Obviously this article is aimed at people who are already Christians, not those seeking. Or maybe it is. I was young, just 13, when I gave my life to Christ. But I remember I wanted something that set out black and white, right and wrong in no uncertain terms. I needed the discipline, even when I didn’t like it, of a faith of absolutes that were unshakeable. A God who didn’t blow hot and cold, but was constant so I would have a rock to rest my feet on, something solid on which to stand. My brother had recently died in an accident and I needed something more than my parents alone could offer. I looked into other religions, but I found strength and Truth in Christ simply because of the consistency of the Bible as His Word. Every action was motivated by Love, even the “genocides” of the Old Testament.

Consider the destruction of Sodom and Gomorrah. They were cities of influence. Modern teaching would have us believe their sin was being inhospitable rather than sexual in nature, but look deeper. The greatest sin was that they no longer considered sexual immorality – both heterosexual and homosexual – to be sin. It was the normal way of life, much like today. So how was their destruction an act of Love? It’s simple really. Their influence was such that had they not been destroyed there may not have been any virgins of child-bearing age by the time Jesus was to be born. The Saviour needed to be a Virgin Birth, and their actions would have rendered it impossible.

And that’s just a single example. Look at the Old Testament, even the slaughters in it, as a Love story, everything designed to make Salvation through Jesus possible, and everything designed to point to Him from the commands of the Law to the Prophet’s writings, it all is one huge story of God pouring out His Love onto an unworthy people to make them – to make us – acceptable in His sight through His own sacrifice on the Cross.

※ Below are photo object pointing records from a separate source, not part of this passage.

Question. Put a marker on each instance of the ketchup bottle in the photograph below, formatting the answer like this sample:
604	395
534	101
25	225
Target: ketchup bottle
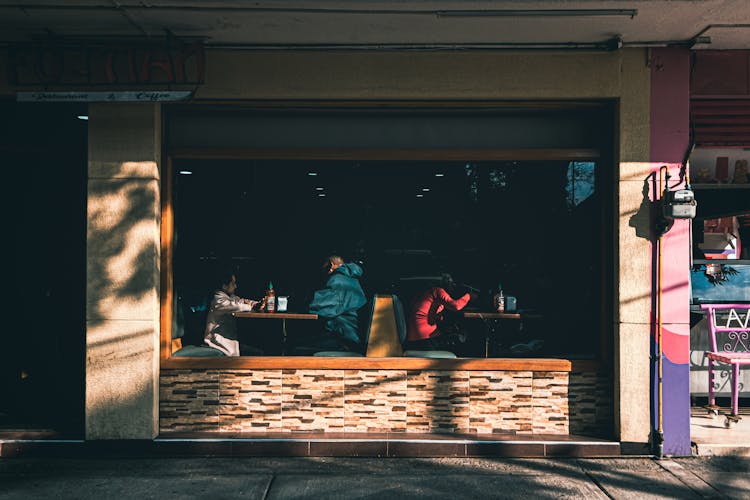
270	298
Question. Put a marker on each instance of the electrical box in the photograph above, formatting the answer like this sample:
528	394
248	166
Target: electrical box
679	204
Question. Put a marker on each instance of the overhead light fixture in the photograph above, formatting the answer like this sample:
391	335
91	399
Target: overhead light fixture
631	13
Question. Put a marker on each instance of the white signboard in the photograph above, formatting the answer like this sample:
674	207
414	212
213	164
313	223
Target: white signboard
105	96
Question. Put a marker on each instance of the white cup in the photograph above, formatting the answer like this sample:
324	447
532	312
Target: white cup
281	303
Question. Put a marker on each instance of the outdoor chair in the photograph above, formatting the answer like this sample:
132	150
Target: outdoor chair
728	332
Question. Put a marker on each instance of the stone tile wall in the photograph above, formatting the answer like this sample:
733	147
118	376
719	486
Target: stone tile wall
258	401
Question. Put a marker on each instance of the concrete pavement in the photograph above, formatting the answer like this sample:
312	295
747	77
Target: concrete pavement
371	478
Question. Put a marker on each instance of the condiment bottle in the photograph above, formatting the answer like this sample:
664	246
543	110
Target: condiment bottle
270	298
498	301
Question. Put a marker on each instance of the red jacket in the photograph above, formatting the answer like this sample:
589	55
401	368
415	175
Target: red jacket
426	309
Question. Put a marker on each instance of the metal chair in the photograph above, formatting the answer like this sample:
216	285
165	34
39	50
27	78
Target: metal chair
729	333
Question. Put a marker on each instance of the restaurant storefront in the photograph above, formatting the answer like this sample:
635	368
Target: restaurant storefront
548	159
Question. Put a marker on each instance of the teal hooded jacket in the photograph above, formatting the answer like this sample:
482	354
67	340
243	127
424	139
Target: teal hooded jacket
339	302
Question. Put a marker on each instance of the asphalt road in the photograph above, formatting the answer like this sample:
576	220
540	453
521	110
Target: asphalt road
372	478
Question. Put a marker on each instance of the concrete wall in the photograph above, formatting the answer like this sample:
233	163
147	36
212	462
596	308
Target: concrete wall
123	298
462	402
122	293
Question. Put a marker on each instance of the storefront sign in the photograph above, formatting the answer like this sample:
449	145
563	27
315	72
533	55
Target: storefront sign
102	96
106	64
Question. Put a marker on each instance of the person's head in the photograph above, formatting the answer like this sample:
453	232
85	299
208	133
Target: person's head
332	263
446	282
228	281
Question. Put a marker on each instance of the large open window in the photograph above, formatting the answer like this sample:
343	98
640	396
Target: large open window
533	219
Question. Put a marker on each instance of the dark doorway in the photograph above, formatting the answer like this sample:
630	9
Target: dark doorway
44	150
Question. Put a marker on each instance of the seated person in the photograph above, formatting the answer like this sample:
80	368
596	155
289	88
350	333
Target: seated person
338	304
426	325
221	326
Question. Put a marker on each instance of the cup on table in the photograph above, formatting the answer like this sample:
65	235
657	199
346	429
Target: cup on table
281	303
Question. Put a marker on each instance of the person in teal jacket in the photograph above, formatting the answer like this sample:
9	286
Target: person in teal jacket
338	304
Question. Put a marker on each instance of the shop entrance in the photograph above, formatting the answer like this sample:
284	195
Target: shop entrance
42	355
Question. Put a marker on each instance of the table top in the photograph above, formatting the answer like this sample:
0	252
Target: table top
491	315
275	315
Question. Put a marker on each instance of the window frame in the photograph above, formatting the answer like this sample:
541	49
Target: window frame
167	361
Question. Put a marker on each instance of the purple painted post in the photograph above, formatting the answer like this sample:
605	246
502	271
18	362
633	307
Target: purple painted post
670	122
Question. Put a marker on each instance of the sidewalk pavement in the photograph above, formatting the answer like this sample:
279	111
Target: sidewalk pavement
373	478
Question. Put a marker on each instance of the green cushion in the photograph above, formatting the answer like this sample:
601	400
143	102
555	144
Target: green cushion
338	354
429	354
197	351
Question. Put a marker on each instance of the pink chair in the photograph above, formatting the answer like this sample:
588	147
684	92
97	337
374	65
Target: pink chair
729	328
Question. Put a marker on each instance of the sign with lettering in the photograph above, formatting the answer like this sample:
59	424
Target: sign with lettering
105	96
105	64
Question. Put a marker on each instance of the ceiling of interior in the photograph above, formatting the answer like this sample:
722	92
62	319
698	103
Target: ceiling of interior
400	24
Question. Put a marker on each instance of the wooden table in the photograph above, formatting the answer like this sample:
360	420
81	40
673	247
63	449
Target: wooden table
489	330
283	316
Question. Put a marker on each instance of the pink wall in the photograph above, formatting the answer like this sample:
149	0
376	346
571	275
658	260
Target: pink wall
670	122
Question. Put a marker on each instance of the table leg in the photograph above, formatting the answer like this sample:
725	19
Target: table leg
283	336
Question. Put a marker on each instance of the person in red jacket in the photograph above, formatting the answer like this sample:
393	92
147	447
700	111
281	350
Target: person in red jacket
426	328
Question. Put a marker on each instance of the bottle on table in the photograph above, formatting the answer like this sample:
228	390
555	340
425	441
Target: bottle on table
270	298
498	301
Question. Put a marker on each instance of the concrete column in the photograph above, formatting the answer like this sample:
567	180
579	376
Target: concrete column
632	327
122	254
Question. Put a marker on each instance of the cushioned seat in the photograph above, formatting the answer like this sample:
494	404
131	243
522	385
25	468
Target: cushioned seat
198	351
338	354
429	354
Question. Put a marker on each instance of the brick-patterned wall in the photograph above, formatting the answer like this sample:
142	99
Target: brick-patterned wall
258	401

A relationship of Love is not an easy one. God’s kind of Love is sacrificial in nature. It’s not romantic. It’s deeper than brotherly. It requires sacrifice and choice on both sides. We need to choose to give up our sin. He needed to choose to accept it into Himself so we could be absolved.
Repentance is an ongoing choice. Forgiveness is not a one-time deal. It’s ongoing. It’s unchanging.

It’s absolute.

The nature of God is unchanging. What He said was sin 2000 years, 4000 years or longer ago is still unacceptable to Him today. It’s still sin. Pride, sexual immorality, coveting, hatred and all the other issues He declared to be unacceptable in history are still sinful today.

But so is His nature to forgive and heal. Abraham didn’t just believe in God. He believed God, and this is what was credited as righteousness (see Galatians 3:6). We are, as Paul wrote, justified by faith, not by compromise. Our faith must be absolute, but in our bodies, this absolute is a work in progress. I acknowledge my imperfections, and I recognise God’s forgiveness. And I welcome it. Without it I would be lost forever.

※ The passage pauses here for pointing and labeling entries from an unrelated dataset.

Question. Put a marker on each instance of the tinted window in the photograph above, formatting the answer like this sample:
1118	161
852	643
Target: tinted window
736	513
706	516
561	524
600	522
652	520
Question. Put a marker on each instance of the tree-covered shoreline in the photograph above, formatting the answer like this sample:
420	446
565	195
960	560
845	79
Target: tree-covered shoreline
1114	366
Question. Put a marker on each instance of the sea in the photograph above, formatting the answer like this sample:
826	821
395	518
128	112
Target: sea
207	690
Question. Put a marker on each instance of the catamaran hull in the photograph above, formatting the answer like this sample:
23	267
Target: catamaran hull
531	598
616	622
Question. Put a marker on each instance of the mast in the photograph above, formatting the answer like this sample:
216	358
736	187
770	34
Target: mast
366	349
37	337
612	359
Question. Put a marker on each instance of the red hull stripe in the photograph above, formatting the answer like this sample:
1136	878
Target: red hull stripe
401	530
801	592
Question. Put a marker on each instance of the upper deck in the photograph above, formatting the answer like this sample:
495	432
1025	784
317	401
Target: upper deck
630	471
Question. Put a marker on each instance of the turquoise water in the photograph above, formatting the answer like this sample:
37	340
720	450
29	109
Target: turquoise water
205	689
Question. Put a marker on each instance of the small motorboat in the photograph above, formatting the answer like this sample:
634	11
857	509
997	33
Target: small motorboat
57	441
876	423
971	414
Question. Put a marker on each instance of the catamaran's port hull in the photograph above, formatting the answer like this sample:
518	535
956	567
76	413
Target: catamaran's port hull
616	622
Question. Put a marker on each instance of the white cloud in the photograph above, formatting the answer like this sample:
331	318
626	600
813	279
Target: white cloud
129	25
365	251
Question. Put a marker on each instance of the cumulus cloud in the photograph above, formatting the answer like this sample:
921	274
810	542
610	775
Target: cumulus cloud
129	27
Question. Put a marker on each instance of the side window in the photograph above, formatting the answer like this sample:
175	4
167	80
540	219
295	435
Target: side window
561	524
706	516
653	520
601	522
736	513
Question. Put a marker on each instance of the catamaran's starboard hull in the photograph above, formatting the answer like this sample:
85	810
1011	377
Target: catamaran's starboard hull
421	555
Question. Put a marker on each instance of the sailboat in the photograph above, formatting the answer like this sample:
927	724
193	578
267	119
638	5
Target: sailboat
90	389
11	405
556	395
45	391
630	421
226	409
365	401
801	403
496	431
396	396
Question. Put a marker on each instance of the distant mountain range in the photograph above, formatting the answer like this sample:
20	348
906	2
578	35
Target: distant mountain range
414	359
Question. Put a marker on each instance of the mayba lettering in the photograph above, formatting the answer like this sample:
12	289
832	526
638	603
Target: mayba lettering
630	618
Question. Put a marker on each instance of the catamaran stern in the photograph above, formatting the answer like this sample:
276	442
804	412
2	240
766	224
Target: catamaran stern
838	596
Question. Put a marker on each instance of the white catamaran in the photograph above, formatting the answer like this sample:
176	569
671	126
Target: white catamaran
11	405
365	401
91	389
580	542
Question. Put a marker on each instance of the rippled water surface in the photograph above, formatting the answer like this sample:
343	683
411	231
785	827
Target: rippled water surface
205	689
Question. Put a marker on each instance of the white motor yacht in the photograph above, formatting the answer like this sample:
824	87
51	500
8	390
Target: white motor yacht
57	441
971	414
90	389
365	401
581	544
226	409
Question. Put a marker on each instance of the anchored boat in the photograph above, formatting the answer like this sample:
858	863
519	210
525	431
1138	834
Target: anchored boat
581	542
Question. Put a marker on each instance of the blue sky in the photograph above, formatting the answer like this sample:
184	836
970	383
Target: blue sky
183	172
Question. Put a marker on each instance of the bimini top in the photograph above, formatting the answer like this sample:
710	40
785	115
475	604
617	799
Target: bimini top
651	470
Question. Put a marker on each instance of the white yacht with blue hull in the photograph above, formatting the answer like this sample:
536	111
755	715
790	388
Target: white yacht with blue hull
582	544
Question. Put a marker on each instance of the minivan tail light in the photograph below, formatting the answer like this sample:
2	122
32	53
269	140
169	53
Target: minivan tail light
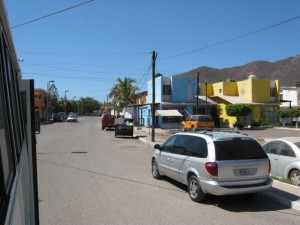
212	168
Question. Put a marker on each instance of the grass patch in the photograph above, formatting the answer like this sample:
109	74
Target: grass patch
284	180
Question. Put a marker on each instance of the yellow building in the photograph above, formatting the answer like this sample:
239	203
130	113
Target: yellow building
260	94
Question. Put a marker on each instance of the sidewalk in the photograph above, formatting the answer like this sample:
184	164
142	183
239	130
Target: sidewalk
282	193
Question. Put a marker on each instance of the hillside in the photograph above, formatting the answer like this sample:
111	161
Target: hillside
287	71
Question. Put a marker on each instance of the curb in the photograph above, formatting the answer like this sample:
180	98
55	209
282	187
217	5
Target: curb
281	200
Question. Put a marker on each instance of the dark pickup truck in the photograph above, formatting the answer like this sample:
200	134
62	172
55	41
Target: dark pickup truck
107	120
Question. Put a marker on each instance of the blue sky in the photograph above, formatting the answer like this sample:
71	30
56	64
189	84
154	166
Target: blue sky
86	48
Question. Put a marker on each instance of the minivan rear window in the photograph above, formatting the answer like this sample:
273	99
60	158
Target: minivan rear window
239	150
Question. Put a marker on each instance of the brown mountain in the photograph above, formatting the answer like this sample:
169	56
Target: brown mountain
287	71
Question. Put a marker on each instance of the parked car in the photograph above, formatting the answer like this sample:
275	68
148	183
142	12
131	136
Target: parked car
72	118
197	122
108	121
284	154
217	163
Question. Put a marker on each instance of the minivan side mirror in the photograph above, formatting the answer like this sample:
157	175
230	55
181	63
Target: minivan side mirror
157	146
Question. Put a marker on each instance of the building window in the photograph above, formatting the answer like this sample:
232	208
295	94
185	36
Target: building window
273	92
166	89
171	119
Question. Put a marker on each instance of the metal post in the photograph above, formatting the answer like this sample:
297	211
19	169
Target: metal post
197	100
154	55
47	99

But we need to return to the recognition of absolutes in our walk. We need to hear the voice saying to turn right or left. God never said “Hey man, go your own way, I’ll catch up.” We follow Him, not the other way round. We need to recognise His leadership, not ask Him to accept us the way we are and let us in on a pass.

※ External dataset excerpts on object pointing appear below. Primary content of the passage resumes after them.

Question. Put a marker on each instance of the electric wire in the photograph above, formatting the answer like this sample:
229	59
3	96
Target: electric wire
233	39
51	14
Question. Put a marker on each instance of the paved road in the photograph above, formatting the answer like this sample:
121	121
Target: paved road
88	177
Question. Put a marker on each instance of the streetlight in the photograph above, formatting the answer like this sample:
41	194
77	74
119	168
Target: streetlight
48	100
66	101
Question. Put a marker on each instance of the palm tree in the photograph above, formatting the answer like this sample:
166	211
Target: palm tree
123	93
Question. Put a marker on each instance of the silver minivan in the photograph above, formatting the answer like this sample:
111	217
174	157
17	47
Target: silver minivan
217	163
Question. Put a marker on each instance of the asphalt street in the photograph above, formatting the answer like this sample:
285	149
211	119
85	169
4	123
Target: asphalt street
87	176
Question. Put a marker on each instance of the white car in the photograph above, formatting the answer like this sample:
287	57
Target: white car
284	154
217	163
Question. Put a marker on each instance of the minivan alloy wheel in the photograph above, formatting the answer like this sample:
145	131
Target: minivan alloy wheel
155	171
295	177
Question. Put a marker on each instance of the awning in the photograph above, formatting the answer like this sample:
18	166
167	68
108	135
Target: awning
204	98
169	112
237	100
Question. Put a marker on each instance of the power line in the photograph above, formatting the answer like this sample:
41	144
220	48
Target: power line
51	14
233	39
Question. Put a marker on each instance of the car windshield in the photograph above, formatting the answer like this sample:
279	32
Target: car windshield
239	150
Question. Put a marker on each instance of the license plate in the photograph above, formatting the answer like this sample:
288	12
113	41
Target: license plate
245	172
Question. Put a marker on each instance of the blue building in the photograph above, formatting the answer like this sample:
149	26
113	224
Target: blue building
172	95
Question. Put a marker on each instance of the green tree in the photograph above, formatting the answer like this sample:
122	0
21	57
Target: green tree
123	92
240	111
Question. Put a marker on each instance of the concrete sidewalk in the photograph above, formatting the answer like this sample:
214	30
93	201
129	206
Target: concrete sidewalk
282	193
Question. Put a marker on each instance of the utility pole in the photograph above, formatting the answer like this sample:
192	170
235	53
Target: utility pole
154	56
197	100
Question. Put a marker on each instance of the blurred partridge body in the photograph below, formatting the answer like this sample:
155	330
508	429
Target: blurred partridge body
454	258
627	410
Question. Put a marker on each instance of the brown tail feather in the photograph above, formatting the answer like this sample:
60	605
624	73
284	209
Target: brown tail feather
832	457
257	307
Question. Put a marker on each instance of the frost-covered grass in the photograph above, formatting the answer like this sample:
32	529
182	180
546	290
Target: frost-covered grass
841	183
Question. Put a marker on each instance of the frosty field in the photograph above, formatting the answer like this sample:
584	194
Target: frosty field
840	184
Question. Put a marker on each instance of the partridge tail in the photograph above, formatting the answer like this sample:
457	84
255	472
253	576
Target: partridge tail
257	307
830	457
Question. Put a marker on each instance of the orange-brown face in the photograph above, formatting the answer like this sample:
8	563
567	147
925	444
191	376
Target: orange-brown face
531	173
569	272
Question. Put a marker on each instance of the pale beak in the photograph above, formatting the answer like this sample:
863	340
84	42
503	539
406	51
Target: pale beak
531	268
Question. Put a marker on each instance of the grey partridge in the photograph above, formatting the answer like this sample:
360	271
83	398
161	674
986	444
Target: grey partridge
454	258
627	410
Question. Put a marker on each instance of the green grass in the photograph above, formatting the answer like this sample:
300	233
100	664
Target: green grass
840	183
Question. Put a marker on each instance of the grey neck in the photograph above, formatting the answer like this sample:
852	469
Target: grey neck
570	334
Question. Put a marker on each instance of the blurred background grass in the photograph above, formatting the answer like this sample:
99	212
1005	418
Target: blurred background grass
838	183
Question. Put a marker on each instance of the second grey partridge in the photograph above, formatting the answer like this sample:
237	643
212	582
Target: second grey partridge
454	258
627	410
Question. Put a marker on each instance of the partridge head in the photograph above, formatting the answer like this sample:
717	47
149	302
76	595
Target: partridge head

Absolutes. They are essential to us in order to walk with Jesus. Jesus didn’t do half-measures. He didn’t leave the blind as partially sighted. He didn’t leave the lame with a limp. The totally deaf were not hard of hearing, and the lepers didn’t get left with missing parts. Restoration was complete, final and absolute.

He asks no more or less of us. We cannot give more. How dare we give less?

Be uncompromising. Walk as we first accepted Christ, unshaken and unbowed to the whims of the World. Don’t seek to be popular, seek to be right. This isn’t a Dr Phil show. We need to be Right to be able to receive supernatural Joy. That Joy surpasses happiness. It will go on and sustain us long after the transient nature of the notion of “happy” has passed.

The World relies on emotion. It looks to personality not character. It looks to popularity not Truth. It looks to compromise not absolutes.

And in compromise there is nothing but death.